Was ist Schönheit, Frau Architektin?

Anna Philipp ist kein Wellnessguru. Gleichwohl ist die Architektin in der elften Generation eine Meisterin darin, Orte zu schaffen, an denen Menschen auftanken und sogar ein Stück Ewigkeit berühren können.

Simon Jahn
Simon Jahn
11 min

Frau Philipp, haben Sie heute schon genossen?

Ja, ich habe gerade Urlaub. So konnte ich in aller Ruhe meinen Kaffee genießen und entspannt in den Tag starten. Das ist nicht immer so.

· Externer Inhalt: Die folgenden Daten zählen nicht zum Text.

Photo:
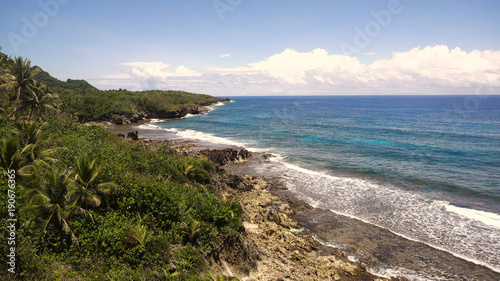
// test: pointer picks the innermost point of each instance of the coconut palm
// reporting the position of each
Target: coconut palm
(29, 135)
(88, 189)
(191, 230)
(50, 199)
(41, 103)
(23, 82)
(5, 78)
(139, 232)
(12, 155)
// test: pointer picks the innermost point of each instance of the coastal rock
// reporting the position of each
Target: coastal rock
(134, 118)
(274, 252)
(118, 121)
(133, 135)
(222, 157)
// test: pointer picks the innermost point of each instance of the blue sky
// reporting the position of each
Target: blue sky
(249, 47)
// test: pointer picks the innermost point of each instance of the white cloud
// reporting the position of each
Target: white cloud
(427, 70)
(432, 66)
(154, 75)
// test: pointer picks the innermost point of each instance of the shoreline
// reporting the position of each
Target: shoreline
(278, 248)
(382, 244)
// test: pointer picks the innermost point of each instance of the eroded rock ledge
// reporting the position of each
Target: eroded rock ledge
(177, 112)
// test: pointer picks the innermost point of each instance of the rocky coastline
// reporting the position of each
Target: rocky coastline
(272, 245)
(175, 113)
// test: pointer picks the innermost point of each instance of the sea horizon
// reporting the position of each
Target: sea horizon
(444, 210)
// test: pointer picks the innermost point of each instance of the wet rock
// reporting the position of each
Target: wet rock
(133, 135)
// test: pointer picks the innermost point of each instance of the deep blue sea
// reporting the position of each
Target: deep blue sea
(425, 167)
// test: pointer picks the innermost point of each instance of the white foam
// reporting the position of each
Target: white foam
(188, 115)
(482, 216)
(154, 120)
(469, 234)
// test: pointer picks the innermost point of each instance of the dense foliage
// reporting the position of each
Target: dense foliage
(33, 92)
(90, 206)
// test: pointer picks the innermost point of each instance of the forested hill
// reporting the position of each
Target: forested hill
(70, 84)
(42, 95)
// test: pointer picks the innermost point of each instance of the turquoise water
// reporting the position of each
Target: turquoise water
(424, 167)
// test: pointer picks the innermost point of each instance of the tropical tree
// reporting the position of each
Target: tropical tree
(88, 189)
(29, 138)
(5, 78)
(23, 82)
(191, 230)
(12, 155)
(139, 232)
(41, 103)
(50, 199)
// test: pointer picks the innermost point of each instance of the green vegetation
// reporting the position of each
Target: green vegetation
(33, 93)
(90, 206)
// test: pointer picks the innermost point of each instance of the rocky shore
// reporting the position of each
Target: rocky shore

Was bedeutet Genuss für Sie?

Genuss heißt für mich Leben schmecken. Es ist ein innerer Ort, an dem ich ankomme in meinem Sein. Wir leben heute in einer Welt, in der wir ständig funktionieren müssen. Und ich glaube, da braucht es wieder mehr Schönheit und Genuss als Gegengewicht. Sie sind wie ein Schlüssel in unser Innerstes. Sie helfen der Seele aufzutanken.

Schöne Orte sind von jeher ein zentrales Thema in Ihrem Leben gewesen …

Unsere Familie hat sich seit elf Generationen der Architektur verschrieben. Das war immer präsent. Ich bin aufgewachsen in einem von meinem Vater entworfenen Haus, das keine rechten Winkel hat, nur 30/60-Grad-Winkel, wie sie in der Natur, etwa bei Bienenwaben, vorkommen. Diese ungewöhnliche, freie Umgebung hat es mir später leicht gemacht, out of the box zu denken und kreativ zu werden.

Woher wussten Sie, dass Sie Architektin werden wollten?

Das habe ich schon von klein auf gesagt. Ich hatte eine lebhafte Fantasie und konnte bereits als Kind in meinen Gedanken Räume malen. Das ist eine gute Voraussetzung. Durch meinen Vater war ich auch mit allen Themen und Schwierigkeiten des Berufs gut vertraut. Vonseiten meiner Eltern gab es da aber überhaupt keinen Druck, in diese Fußstapfen zu treten. 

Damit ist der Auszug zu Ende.